Peer Kling nutzte in der Kongresshalle – jetzt als Haus der Kulturen der Welt genutzt – Gelegenheit, mit Alice Agneskirchner zu sprechen. Ihr Film „Komm mit mir in das Cinema – Die Gregors“ wurde passend zur Eröffnung der Berlinale im Fernsehen gesendet. Siehe: https://www.rbb-online.de/doku/k-l/komm-mit-mir-in-das-cinema-die-gregors.html
Foto: Selfie

Am Donnerstag dem 20. Februar 2020 war eine feierliche Eröffnung der Berlinale zu ihrem 70. Geburtstag geplant. Es war die erste Berlinale unter der neuen Leitung mit Carlo Chatrian als künstlerischer Direktor und Mariette Rissenbeek als Geschäftsführerin. Die Eröffnung wurde zur Trauerfeier und zu einem Manifest für Toleranz und Frieden. Am Abend zuvor hatte ein 43-Jähriger neun Menschen mit Migrationshintergrund, danach seine Mutter und schließlich sich selbst erschossen. Mindestens fünf weitere Menschen erlitten Schussverletzungen. Das Bundeskriminalamt (BKA) stufte die Morde des von paranoiden Wahnvorstellungen geprägten Täters als rechtsextrem und rassistisch motiviert ein. Auch jetzt am vierten Jahrestag 2024 versammelten sich erneut Filmschaffende auf dem roten Teppich vor dem Berlinale Palast im Gedenken an die Opfer. Das Berlinale-Team rund um das Leitungsduo Mariette Rissenbeek und Carlo Chatrian hatte dazu aufgerufen. Die Teilnehmerinnen und Teilnehmer, teils untergehakt oder Hand in Hand, zeigten Plakate wie «Rassismus tötet», sagten die Namen der Getöteten laut auf und legten eine Schweigeminute ein. Damit wollten sie «das Bewusstsein dafür schärfen, dass Hanau überall sein kann».

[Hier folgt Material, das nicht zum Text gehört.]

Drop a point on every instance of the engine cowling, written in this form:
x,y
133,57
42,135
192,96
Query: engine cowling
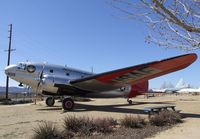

Der Dokumentar- und Debütfilm unter der Regie von Basel Adra, Hamdan Ballal, Yuval Abraham und Rachel Szor „No Other Land“ wurde nach seiner Weltpremiere mit dem Berlinale Dokumentarfilmpreis ausgezeichnet. Ich habe ihn im Zoo Palast gesehen. Vor dem Kino demonstrierten Menschen mit israelischen Fahnen und Bildern von Geiseln für deren Freilassung. Auch ich fand das Dokument sehr gut. Es zeigt wie alten Menschen, Eltern und Kindern im Westjordanland vor ihren Augen das ohnehin mehr als spärliche Dach über dem Kopf von Radladern weggerissen wird. Ein junger Palästinenser als Opfer und sein Freund, ein israelischer Journalist und Aktivist ergreifen Partei. Der Auftritt der Filmemacher bei der Preisverleihung löste wie schon zuvor die documenta fifteen eine weitere Diskussion um Antisemitismus aus. Zu diesem Eklat kann ich nichts aus erster Hand berichten, denn für die Preisverleihung im Berlinale Palast gibt es keine Tickets für Akkreditierte. Die Karten für diese Veranstaltung gibt es auf Einladung. Aber die Medien haben ja ausführlich berichtet. Meiner Meinung nach, gab es in der traurig langen Geschichte der Auseinandersetzungen zwischen Palästinensern und Israelis beidseitig immer wieder Menschenrechtsverletzungen. Natürlich ist der Terrorangriff der Hamas am 7. Oktober auf das schärfste zu verurteilen, aber auch Israel hat Schuld auf sich geladen, zum Beispiel 1982, als sich Verteidigungsminister Scharon wegen der Mitschuld der israelischen Armee an den Massakern in den palästinensischen Flüchtlingslagern Beiruts zum Rücktritt gezwungen sah. Die Berlinale sollte nicht der Ort für Hetzkampagnen sein. Es ist vielmehr ein geeigneter Ort, sich die Hand zu reichen. Die Filme sind ein Mittel, über das Unrecht in dieser Welt zu informieren und den Sinn aller Menschen für Gerechtigkeit zu schärfen.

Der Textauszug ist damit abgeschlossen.